Lagniappe @ N. Carolina Governor’s School East
Lagniappe (Louisiana Creole): to give something extra, an unexpected bonus given freely (like a thirteenth donut when asking for a dozen)
Mark Twain writes about the word in Life on the Mississippi: he called it "a word worth traveling to New Orleans to get":
We picked up one excellent word — a word worth travelling to New Orleans to get; a nice limber, expressive, handy word — "lagniappe." We discovered it at the head of a column of odds and ends in the Picayune the first day; heard twenty people use it the second; inquired what it meant the third; adopted it and got facility in swinging it the fourth. It is something thrown in, gratis, for good measure.When a child or a servant buys something in a shop he finishes the operation by saying — "Give me something for lagniappe." The shopman always responds; gives the child a bit of licorice, gives the servant a cheap cigar or a spool of thread. When you are invited to drink, and this does occur now and then in New Orleans — and you say, "What, again? — no, I've had enough;" the other party says, "But just this one time more — this is for lagniappe."
So Lagniappe is now in its second year at GSE- led by our director Michael McElreath and our French teachers last year and this year who are really into Creole, both Haitian and ‘Nawlins style. And our version of Lagniappe is this- not only do we work our tails off teaching these gifted kids Monday through Saturday, but we also give them Lagniappe night- an evening when our goal is to entertain them with the creative things we are doing in our careers and in our explorations, whether really serious or just interesting dabbling. It’s all presented as performance, and even the teachers who aren’t really performers (like natural science folks and math folks) take a shot a being stage personas.
So tonight Lagniappe included the following, in no particular order--the instrumental faculty dressed in jammies and lounging on a beat-up sofa gradually launching into John Cage’s Living Room Music; a video of Bill Fick doing some amazing print-making processes accompanied by a weirded- out Conlon Nancarrow piano track with improv added in by percussionist Billy Bialecki; a dance contact improv by dance teachers Karen Ivey and James Healey to a slightly modified track of Moon River, with an added live video feed, creating interaction between the dancers, their video images and cameraman; a magical holographic art demonstration by Gavin Hackeling; a poetry reading by Chuck Sullivan which tied directly into thoughts from the Thursday night Holocaust guest speaker; and much more. My presentation was pretty low-tech to begin with, and became even lower tech when we had the one tech snafu of the night when the cam projector failed. So I went into talk to the audience without tech mode, involved the audience a bit as I introduced the background of my choral setting of May Swenson’s witty and wonderfully humorous poem Summer’s Bounty and then we listened to a performance of the piece. The students laughed at the funny spots (yes it’s funny for sure, how could 300 HS students not laugh when they hear a choir sing about "nuts"?) and the tiny tech failure made no difference. In fact, later on, some colleagues complimented me for not flaking out over it, and just talking directly to the audience- their comments made feel nice.

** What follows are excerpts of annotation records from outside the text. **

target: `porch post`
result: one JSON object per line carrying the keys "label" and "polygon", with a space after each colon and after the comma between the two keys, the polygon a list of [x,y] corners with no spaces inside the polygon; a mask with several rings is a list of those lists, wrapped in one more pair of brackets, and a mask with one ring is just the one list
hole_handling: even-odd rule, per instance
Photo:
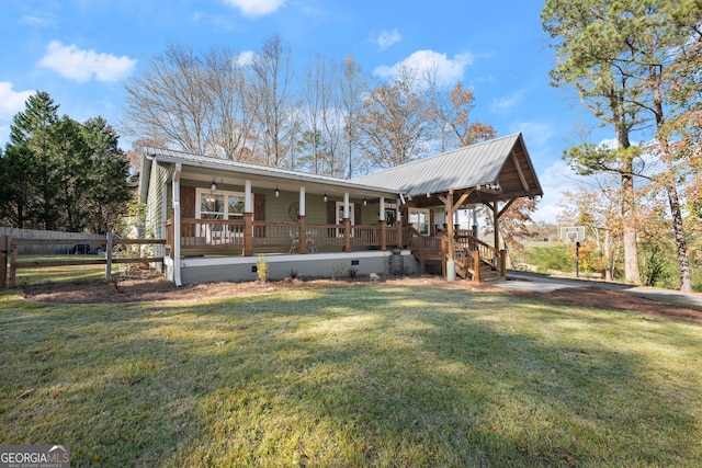
{"label": "porch post", "polygon": [[183,170],[183,165],[180,162],[176,163],[176,170],[171,178],[173,186],[173,283],[176,286],[182,286],[180,277],[180,230],[181,230],[181,213],[180,213],[180,173]]}
{"label": "porch post", "polygon": [[454,229],[453,229],[453,191],[450,190],[449,194],[446,195],[446,220],[449,222],[446,222],[446,229],[448,229],[448,242],[446,242],[446,260],[453,260],[454,256],[454,246],[453,246],[453,236],[454,236]]}
{"label": "porch post", "polygon": [[492,204],[492,226],[495,227],[495,251],[498,252],[500,249],[500,227],[498,225],[500,219],[500,215],[497,210],[497,202]]}
{"label": "porch post", "polygon": [[307,216],[305,207],[305,187],[299,187],[299,216]]}
{"label": "porch post", "polygon": [[399,249],[405,248],[405,242],[403,239],[403,199],[397,198],[395,201],[395,229],[397,229],[397,247]]}
{"label": "porch post", "polygon": [[253,195],[251,181],[244,183],[244,256],[253,256]]}
{"label": "porch post", "polygon": [[244,256],[253,255],[253,213],[244,214]]}
{"label": "porch post", "polygon": [[297,251],[299,253],[307,253],[307,213],[305,208],[305,187],[299,187],[299,213],[297,222],[299,224],[299,246]]}
{"label": "porch post", "polygon": [[[299,210],[303,210],[302,205],[299,205]],[[297,251],[299,253],[307,253],[307,216],[301,214],[297,221],[299,222],[299,246],[297,247]]]}
{"label": "porch post", "polygon": [[8,287],[8,253],[10,252],[10,236],[0,236],[0,289]]}
{"label": "porch post", "polygon": [[381,208],[378,210],[378,220],[381,221],[381,250],[387,250],[387,229],[385,226],[385,197],[381,197]]}
{"label": "porch post", "polygon": [[343,194],[343,251],[351,252],[351,216],[349,215],[349,192]]}
{"label": "porch post", "polygon": [[244,213],[253,213],[253,196],[251,196],[251,181],[247,180],[244,185]]}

So Lagniappe was a big success—the students in the audience had no idea what to expect as we told them really nothing about what this was- but we for sure gave them that thirteenth donut. I think the students here now realize fully that their faculty is weird but yeah, also really talented and totally thinking outside the box. We’re really just them with some years added on. And maybe next year we should have free popcorn for them- that would for sure be Lagniappe!